まるで、黒い獣に睨まれているようだ。背筋が凍りつきそうである。
「逃げ出すのはやめておけ。どうせ捕まるのだから、より私を不快にしない道を選ぶに越したことはない」
見抜かれていた。
私の心臓がどくりと音をたてる。
それに気付いたのか、黒刺がせせら笑った。低い声が私の鼓膜を揺さぶる。
そして私の胸倉を掴んだ手で、強引にベットの上へ引き倒した。
間髪入れず、逆の手で顎を掴まれる。黒刺は尖った爪をわざと立て、私の皮膚を切り裂いた。
「……っ」
私は痛みを噛み殺す。
傷から血が流れ出ているのが分かった。
抵抗しようと腕を伸ばすと、黒刺は意外にあっさりと手を引く。
私の顎から外した手の爪は血に濡れていた。
黒刺はそれをぺろりと舐める。
舐めた後、堪え切れないといった様子で、歪んだ笑みを浮かべた。
「あの青珀の花嫁だというから、どんなものかと思ったが。
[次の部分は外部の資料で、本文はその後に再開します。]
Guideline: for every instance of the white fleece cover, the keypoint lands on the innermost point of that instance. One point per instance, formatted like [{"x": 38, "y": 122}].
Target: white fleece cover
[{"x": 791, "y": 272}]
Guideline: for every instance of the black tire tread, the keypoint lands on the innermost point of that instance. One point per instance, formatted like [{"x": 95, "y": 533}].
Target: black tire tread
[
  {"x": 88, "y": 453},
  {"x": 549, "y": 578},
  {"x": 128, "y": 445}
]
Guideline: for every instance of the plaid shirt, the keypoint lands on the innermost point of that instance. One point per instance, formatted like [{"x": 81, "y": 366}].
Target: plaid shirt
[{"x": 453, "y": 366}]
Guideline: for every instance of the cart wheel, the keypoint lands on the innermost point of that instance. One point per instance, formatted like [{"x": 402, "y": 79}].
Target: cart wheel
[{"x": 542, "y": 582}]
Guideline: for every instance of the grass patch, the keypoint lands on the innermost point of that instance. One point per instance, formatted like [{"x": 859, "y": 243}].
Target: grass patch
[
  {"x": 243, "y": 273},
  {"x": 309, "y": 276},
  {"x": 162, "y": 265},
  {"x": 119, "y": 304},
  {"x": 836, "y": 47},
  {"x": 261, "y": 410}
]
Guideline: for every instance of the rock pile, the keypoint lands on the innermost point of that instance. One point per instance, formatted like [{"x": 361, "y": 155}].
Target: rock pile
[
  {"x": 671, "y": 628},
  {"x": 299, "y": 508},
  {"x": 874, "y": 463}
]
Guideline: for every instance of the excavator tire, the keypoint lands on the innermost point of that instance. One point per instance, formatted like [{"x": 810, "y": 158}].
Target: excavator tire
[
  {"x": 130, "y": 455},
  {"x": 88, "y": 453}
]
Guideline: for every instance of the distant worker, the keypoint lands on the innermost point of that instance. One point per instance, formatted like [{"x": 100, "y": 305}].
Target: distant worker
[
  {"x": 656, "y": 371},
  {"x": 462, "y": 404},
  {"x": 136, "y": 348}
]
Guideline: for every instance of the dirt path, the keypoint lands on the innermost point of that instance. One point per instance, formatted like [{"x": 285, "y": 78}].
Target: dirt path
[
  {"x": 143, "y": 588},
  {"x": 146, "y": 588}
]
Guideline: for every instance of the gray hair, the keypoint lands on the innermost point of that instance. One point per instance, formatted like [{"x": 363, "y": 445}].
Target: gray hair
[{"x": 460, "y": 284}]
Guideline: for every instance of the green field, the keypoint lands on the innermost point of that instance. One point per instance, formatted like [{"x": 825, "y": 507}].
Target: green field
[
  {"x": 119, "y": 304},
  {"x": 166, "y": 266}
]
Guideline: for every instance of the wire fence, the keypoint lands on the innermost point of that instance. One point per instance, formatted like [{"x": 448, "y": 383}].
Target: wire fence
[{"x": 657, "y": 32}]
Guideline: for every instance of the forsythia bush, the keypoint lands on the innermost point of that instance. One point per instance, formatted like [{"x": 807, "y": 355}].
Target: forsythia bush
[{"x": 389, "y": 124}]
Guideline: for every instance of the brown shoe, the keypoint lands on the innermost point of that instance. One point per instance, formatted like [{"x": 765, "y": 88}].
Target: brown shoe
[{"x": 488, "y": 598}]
贄は所詮ただの贄か。
我が舌の悪食を差し置いても、清廉潔白な血がかくもまずいとは」
黒刺の血に濡れた爪先が、一瞬炎を発したように揺らめく。
炎が消えると、血は跡形も無くなっていた。
「…所詮贄って、どういう意味」
弱さを見せれば付け込まれてしまうだろう。
私は黒刺を強く睨み付けた。
その程度で怯むわけがないと、分かっていたけれど。
「愛だの恋だの、そういった醜いものを期待していたわけだが…どうも違うようだ」
違う…。
何が違うというのだ。
「私は、ユゼのことが好きよ」
さっき、目の前の男のおかげで気付いたことだったけれど。
それが愛でもなければ、恋でもないなんて、言われたくなかった。
くつくつと黒刺が笑う。
「お前の話ではない」
「じゃあ、誰の…」
「あの、青く未熟者な琥珀のことに決まっているだろう」
「ユゼにとって…、そんなこと……」
ない、のだろうか。
本当に?
勢いで言い返そうとした唇が自然に閉じていく。
私が、ユゼにとって贄以上の存在である証拠なんて、どこにもなかったのだ。